There are reasonable concerns about the existence of “drive by lawsuits,” if, and only if, a settlement between the business owner and the suing party is reached without the violation actually being corrected. In such circumstances, the concern seems not to be about civil service to the disability community, and more so about exacting revenge on business owners for nothing more than rhetorical purpose. As such, settlements in this realm should be discouraged, and monetary damages awarded only in cases in which violations are actually corrected. It would be difficult to find a disability advocate who, in having to choose between an access barrier being removed and a business owner having to pay for failing to remove the access barrier, would exclusively choose the latter. The most important aspect of disability inclusion is not mere awareness and it is certainly not extortion of those who fail to comply, whether intentionally or not.

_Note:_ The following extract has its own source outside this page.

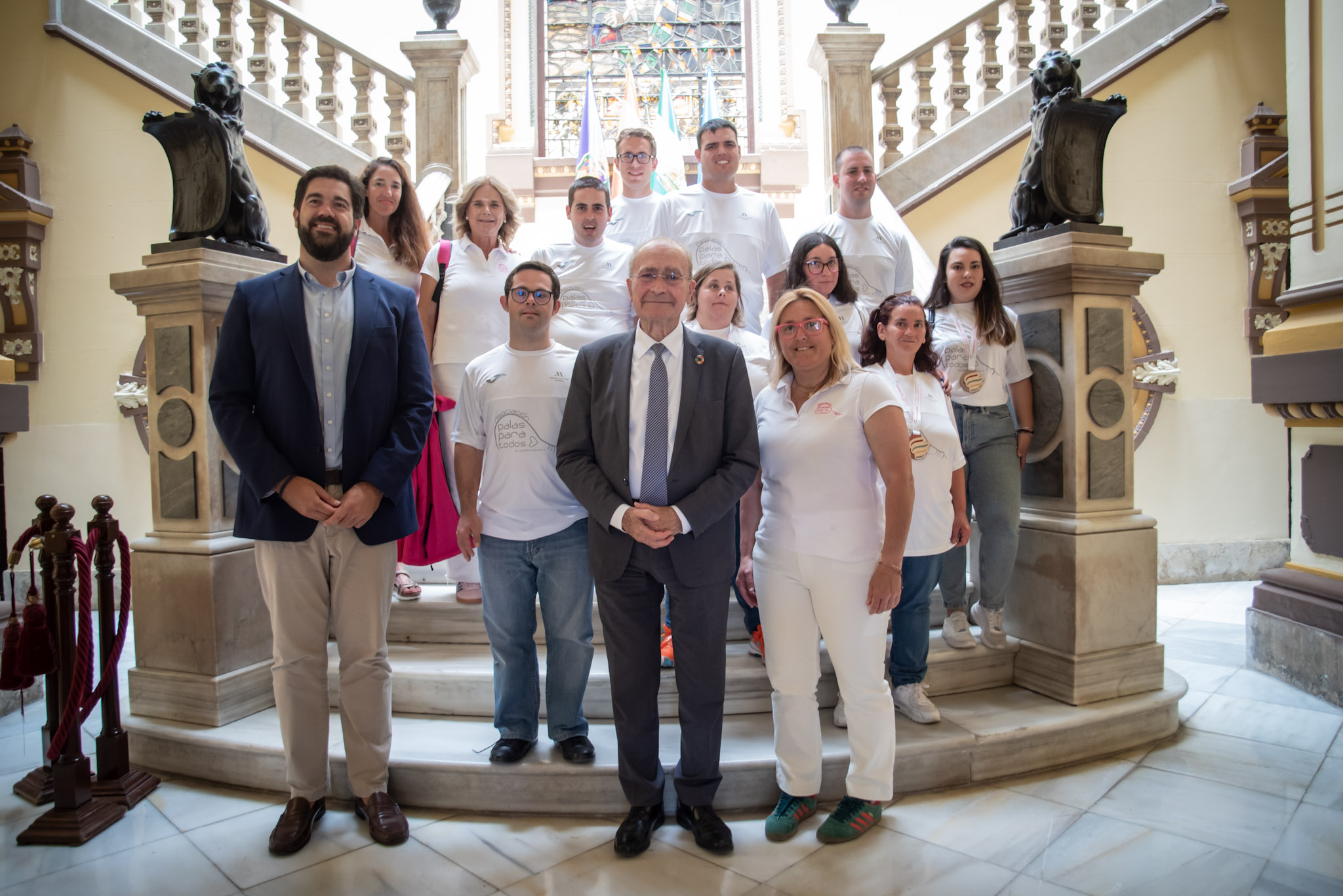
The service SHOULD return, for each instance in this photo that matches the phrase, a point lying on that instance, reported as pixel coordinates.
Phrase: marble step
(434, 762)
(458, 679)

It is providing the tangible benefits and accommodations that are needed for a fully inclusive society to come to fruition. Through educational campaigns, people still uneducated about the ADA must become educated. Through changes to building code regulations that make a point of emphasizing that accessibility must be considered, can violations become less likely to occur at new sites. Through increased public works projects, sites that are currently noncompliant can be efficiently corrected, no matter how old they are.
Regardless of how complicated it is to ensure that the rights of people with disabilities are fully enforced, one thing is certain: Giving business owners more time to ignore the law will do nothing to help advance those rights.